Il visitatore era certo di trovarsi nel posto giusto. Bussò
alla porta, ad aprire fu un anziano prelato, il quale invitò
l’ospite ad entrare. Armour King sottopose al prete le
ragioni del suo arrivo, seduti davanti ad un caminetto acceso. Egli
ammise di non avere alcuna idea su dove potesse essere finito
l’indimenticato fondatore dell’orfanotrofio e con
rammarico raccontò di non ricevere più sue
notizie ormai da molto tempo. Continuò rievocando i tragici
momenti della morte del piccolo orfanello malato e della conseguente
scomparsa di King. Da allora nessuno lì intorno
l’aveva più rivisto. Il giaguaro nero
ringraziò vivamente il religioso per il prezioso aiuto e
dopo aver consegnato un’offerta in favore della causa
inseguita dal centro, lasciò l’edificio. In
realtà quanto aveva appena appreso non era esattamente il
genere di indizio che si aspettava di ricevere, in effetti continuava a
brancolare nel buio. Mentre si perdeva in tali riflessioni, tuttavia,
ebbe l’impressione di notare qualcosa di strano tra le siepi
che verdeggiavano attorno all’orfanotrofio. Armour King si
avvicinò, tese il braccio e afferrò
l’oggetto. Con sommo stupore constatò di aver
reperito la maschera di King, non v’era alcun dubbio,
l’avrebbe riconosciuta ad occhi chiusi. La cosa lo
lasciò interdetto e scosso, un’intima tristezza lo
pervase incrociando lo sguardo spento di quel volto felino dismesso.
Decise dunque di tirarsi su bevendo qualcosa ad un bar.
Il locale in cui entrò appariva semideserto, ai
tavoli disillusi figuri consumavano le proprie ordinazioni
chiacchierando rumorosamente, mentre dietro al bancone il titolare era
indaffarato ad asciugare alcuni bicchieri, avvalendosi del proprio
grembiule da lavoro. Armour King prese posto su uno degli sgabelli e
con un gesto silenzioso indicò al barista di servirgli
ciò che stava scolando avidamente il cliente seduto accanto
a lui. Gli fu consegnato un bicchiere quadrangolare in vetro, colmo di
gin, che il giaguaro nero gustò lentamente, mentre la sua
mente cercava la maniera di proseguire le ricerche del rivale. Lo
sconosciuto al suo fianco prese la parola, rivolgendosi al barman, con
il quale sembrava condividere un’assodata confidenza, forse
conseguita attraverso anni di frequentazioni assidue di quella topaia.

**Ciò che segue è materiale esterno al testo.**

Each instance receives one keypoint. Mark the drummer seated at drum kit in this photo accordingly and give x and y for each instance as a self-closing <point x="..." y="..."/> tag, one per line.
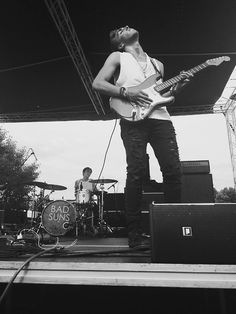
<point x="84" y="185"/>
<point x="85" y="192"/>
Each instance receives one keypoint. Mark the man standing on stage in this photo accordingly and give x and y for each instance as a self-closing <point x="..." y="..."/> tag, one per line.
<point x="129" y="66"/>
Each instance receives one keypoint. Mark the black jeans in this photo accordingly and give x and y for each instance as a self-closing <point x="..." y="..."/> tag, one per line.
<point x="161" y="136"/>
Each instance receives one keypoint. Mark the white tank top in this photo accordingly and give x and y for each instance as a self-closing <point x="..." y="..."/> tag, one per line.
<point x="133" y="73"/>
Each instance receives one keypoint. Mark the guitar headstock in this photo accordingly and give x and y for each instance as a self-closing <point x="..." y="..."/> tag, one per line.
<point x="217" y="61"/>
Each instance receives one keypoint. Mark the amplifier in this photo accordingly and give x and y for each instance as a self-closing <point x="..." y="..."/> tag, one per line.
<point x="193" y="233"/>
<point x="195" y="166"/>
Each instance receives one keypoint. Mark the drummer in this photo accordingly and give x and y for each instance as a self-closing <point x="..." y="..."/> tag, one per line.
<point x="85" y="183"/>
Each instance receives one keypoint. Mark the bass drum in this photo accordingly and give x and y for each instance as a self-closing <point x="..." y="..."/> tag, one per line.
<point x="58" y="217"/>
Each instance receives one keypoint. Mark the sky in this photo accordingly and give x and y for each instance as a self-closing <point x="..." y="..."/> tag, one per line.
<point x="63" y="149"/>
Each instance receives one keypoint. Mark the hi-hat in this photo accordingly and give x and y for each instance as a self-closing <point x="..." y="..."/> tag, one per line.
<point x="103" y="181"/>
<point x="46" y="186"/>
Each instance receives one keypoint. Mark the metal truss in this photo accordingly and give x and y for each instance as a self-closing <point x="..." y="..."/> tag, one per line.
<point x="67" y="31"/>
<point x="229" y="110"/>
<point x="231" y="128"/>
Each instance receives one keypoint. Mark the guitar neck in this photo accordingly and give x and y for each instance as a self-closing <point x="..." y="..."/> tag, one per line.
<point x="178" y="78"/>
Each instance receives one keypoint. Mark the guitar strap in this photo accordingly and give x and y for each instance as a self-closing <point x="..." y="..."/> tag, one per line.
<point x="155" y="66"/>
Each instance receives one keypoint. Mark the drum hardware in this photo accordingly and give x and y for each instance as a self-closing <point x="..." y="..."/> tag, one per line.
<point x="46" y="186"/>
<point x="103" y="227"/>
<point x="103" y="181"/>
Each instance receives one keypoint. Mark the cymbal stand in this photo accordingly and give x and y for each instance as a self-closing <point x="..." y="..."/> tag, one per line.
<point x="102" y="225"/>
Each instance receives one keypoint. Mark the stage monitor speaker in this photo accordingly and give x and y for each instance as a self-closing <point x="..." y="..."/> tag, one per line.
<point x="193" y="233"/>
<point x="197" y="188"/>
<point x="195" y="166"/>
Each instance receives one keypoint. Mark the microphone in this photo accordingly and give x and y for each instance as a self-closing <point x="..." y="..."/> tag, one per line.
<point x="113" y="185"/>
<point x="33" y="153"/>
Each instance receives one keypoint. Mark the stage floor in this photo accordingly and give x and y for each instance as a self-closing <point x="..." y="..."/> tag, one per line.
<point x="109" y="262"/>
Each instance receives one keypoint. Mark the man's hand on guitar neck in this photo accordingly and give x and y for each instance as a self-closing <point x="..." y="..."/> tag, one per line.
<point x="137" y="96"/>
<point x="175" y="89"/>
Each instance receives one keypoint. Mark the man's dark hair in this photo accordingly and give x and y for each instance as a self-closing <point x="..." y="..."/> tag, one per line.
<point x="86" y="168"/>
<point x="114" y="41"/>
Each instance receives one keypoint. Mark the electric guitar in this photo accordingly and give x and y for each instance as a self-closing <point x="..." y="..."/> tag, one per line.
<point x="130" y="111"/>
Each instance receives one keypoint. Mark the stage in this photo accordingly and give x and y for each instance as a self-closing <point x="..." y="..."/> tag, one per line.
<point x="87" y="263"/>
<point x="96" y="272"/>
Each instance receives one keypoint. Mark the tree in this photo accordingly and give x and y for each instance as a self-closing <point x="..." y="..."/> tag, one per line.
<point x="14" y="174"/>
<point x="226" y="195"/>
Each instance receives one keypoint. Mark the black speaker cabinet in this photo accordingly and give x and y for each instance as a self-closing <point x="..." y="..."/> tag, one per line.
<point x="197" y="188"/>
<point x="193" y="233"/>
<point x="147" y="200"/>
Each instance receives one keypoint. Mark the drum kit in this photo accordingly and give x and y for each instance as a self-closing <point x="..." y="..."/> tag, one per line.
<point x="85" y="214"/>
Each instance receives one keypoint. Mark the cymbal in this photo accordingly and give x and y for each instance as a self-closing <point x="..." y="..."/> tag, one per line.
<point x="46" y="186"/>
<point x="55" y="187"/>
<point x="36" y="183"/>
<point x="103" y="181"/>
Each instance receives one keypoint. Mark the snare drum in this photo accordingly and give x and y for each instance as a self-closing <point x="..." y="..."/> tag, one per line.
<point x="83" y="196"/>
<point x="58" y="217"/>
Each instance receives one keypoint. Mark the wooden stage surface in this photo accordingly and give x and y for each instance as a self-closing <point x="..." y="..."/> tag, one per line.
<point x="109" y="262"/>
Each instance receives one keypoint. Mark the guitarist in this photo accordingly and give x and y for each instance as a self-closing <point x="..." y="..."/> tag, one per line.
<point x="129" y="65"/>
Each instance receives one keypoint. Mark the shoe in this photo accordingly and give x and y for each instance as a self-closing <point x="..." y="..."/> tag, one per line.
<point x="138" y="241"/>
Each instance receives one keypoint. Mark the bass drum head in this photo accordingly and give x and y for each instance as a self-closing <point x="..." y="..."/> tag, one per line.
<point x="58" y="217"/>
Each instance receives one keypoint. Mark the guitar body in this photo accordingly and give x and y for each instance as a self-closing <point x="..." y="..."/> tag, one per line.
<point x="132" y="112"/>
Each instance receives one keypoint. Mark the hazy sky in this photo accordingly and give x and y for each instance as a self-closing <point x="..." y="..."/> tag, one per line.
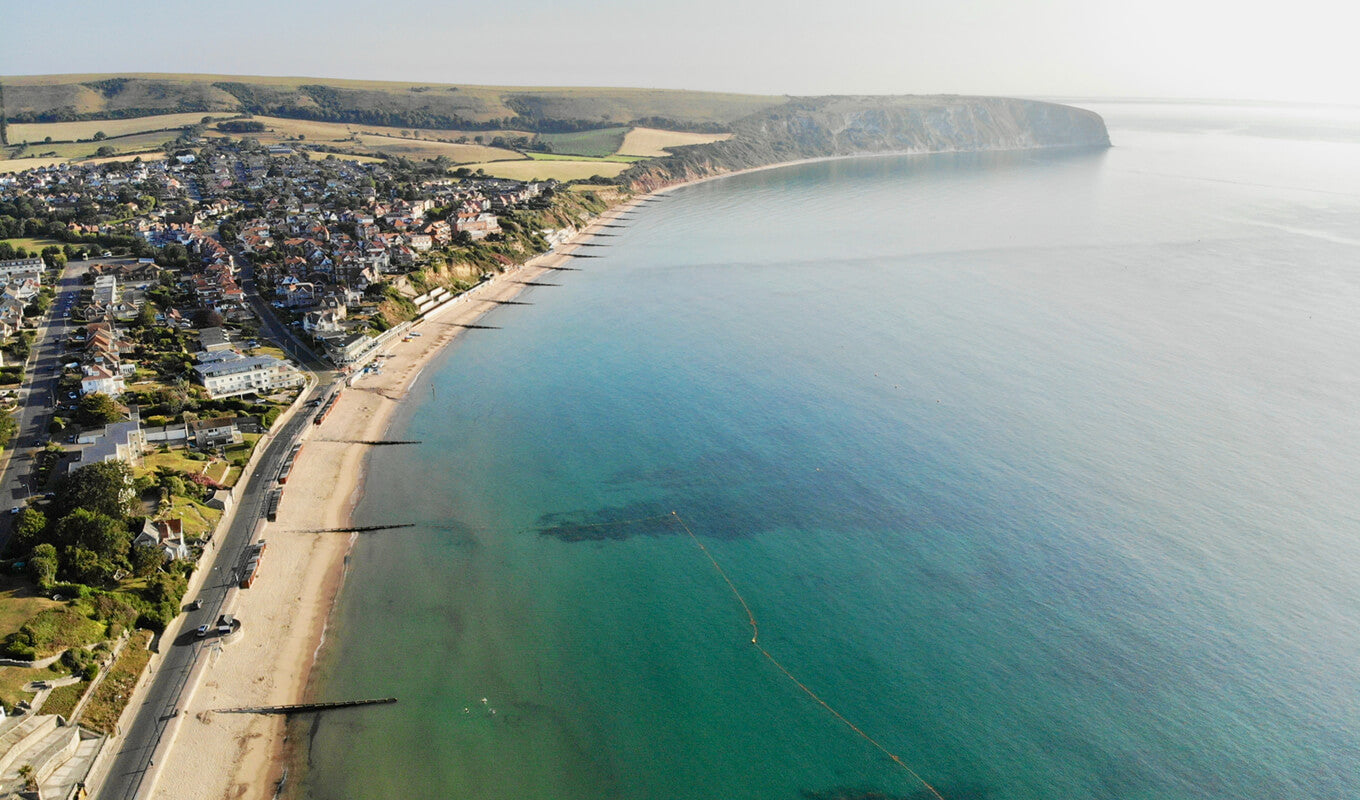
<point x="1246" y="49"/>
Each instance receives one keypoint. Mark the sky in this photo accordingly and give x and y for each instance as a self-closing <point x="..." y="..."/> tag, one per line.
<point x="1300" y="51"/>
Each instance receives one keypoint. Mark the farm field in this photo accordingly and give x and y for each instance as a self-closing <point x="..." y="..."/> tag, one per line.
<point x="563" y="157"/>
<point x="18" y="165"/>
<point x="317" y="155"/>
<point x="131" y="144"/>
<point x="562" y="170"/>
<point x="423" y="148"/>
<point x="652" y="142"/>
<point x="36" y="132"/>
<point x="597" y="143"/>
<point x="316" y="131"/>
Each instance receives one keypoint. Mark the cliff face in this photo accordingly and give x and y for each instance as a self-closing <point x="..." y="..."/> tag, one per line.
<point x="841" y="125"/>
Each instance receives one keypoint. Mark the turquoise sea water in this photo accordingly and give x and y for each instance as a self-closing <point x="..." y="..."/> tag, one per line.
<point x="1041" y="468"/>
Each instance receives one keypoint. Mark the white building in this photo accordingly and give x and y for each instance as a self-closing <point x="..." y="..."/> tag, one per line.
<point x="97" y="378"/>
<point x="105" y="290"/>
<point x="241" y="374"/>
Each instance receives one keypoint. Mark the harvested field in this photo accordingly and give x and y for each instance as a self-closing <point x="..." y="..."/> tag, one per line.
<point x="76" y="131"/>
<point x="652" y="142"/>
<point x="422" y="148"/>
<point x="597" y="143"/>
<point x="562" y="170"/>
<point x="18" y="165"/>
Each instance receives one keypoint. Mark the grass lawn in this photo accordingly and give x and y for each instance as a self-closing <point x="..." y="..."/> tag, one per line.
<point x="218" y="471"/>
<point x="199" y="520"/>
<point x="12" y="679"/>
<point x="64" y="698"/>
<point x="562" y="170"/>
<point x="19" y="602"/>
<point x="113" y="693"/>
<point x="269" y="350"/>
<point x="597" y="143"/>
<point x="652" y="143"/>
<point x="176" y="459"/>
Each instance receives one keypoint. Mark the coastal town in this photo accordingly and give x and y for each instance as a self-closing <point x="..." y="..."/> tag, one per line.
<point x="174" y="329"/>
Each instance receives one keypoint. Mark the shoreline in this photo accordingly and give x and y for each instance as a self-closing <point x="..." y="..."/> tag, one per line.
<point x="291" y="607"/>
<point x="287" y="612"/>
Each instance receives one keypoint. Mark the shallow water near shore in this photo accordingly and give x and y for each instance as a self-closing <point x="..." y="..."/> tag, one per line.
<point x="1039" y="468"/>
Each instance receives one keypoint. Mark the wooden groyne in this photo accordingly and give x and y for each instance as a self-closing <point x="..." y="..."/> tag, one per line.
<point x="305" y="708"/>
<point x="359" y="528"/>
<point x="371" y="442"/>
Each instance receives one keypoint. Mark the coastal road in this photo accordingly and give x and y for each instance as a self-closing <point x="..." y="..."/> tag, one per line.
<point x="133" y="751"/>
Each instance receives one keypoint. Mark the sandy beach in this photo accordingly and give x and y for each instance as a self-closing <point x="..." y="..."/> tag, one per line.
<point x="284" y="612"/>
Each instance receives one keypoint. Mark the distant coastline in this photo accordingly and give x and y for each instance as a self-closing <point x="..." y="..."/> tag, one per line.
<point x="290" y="614"/>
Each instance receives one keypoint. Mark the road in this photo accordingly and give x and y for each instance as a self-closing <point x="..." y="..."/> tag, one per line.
<point x="125" y="774"/>
<point x="40" y="380"/>
<point x="135" y="748"/>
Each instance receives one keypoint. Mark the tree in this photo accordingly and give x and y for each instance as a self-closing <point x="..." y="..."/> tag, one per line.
<point x="98" y="408"/>
<point x="85" y="566"/>
<point x="146" y="561"/>
<point x="7" y="429"/>
<point x="104" y="487"/>
<point x="27" y="531"/>
<point x="99" y="534"/>
<point x="42" y="565"/>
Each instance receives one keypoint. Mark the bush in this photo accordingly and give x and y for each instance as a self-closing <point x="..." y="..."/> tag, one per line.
<point x="82" y="663"/>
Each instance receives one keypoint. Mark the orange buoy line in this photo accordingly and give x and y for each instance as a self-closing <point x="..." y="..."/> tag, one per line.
<point x="755" y="641"/>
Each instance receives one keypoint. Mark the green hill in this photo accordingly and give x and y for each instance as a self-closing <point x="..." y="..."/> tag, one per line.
<point x="60" y="98"/>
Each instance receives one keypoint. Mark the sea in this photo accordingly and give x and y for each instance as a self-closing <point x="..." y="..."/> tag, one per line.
<point x="1037" y="472"/>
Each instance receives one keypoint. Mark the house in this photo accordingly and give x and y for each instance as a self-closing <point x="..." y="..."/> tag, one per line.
<point x="237" y="374"/>
<point x="165" y="534"/>
<point x="219" y="430"/>
<point x="12" y="267"/>
<point x="343" y="350"/>
<point x="117" y="441"/>
<point x="214" y="339"/>
<point x="98" y="378"/>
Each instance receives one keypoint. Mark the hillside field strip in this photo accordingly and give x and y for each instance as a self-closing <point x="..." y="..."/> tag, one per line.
<point x="423" y="148"/>
<point x="123" y="144"/>
<point x="561" y="170"/>
<point x="652" y="142"/>
<point x="36" y="132"/>
<point x="18" y="165"/>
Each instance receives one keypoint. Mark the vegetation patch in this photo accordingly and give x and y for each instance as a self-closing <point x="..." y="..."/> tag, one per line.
<point x="112" y="695"/>
<point x="543" y="170"/>
<point x="51" y="631"/>
<point x="653" y="143"/>
<point x="597" y="143"/>
<point x="63" y="700"/>
<point x="12" y="679"/>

Il dialogo attirò l’attenzione di Armour King, che
fingendo indifferenza, tese le orecchie per ascoltare ogni parola.
L’uomo versò nel proprio bicchiere le ultime gocce
contenute nella bottiglia e bevve d’un fiato, poi,
asciugatosi la bocca con la manica della giacca, domandò con
voce alterata dagli influssi dell’alcol:
”Ehi, Carlos, che diavolo di fine ha fatto quel
tipo mascherato? Era dannatamente forte!”.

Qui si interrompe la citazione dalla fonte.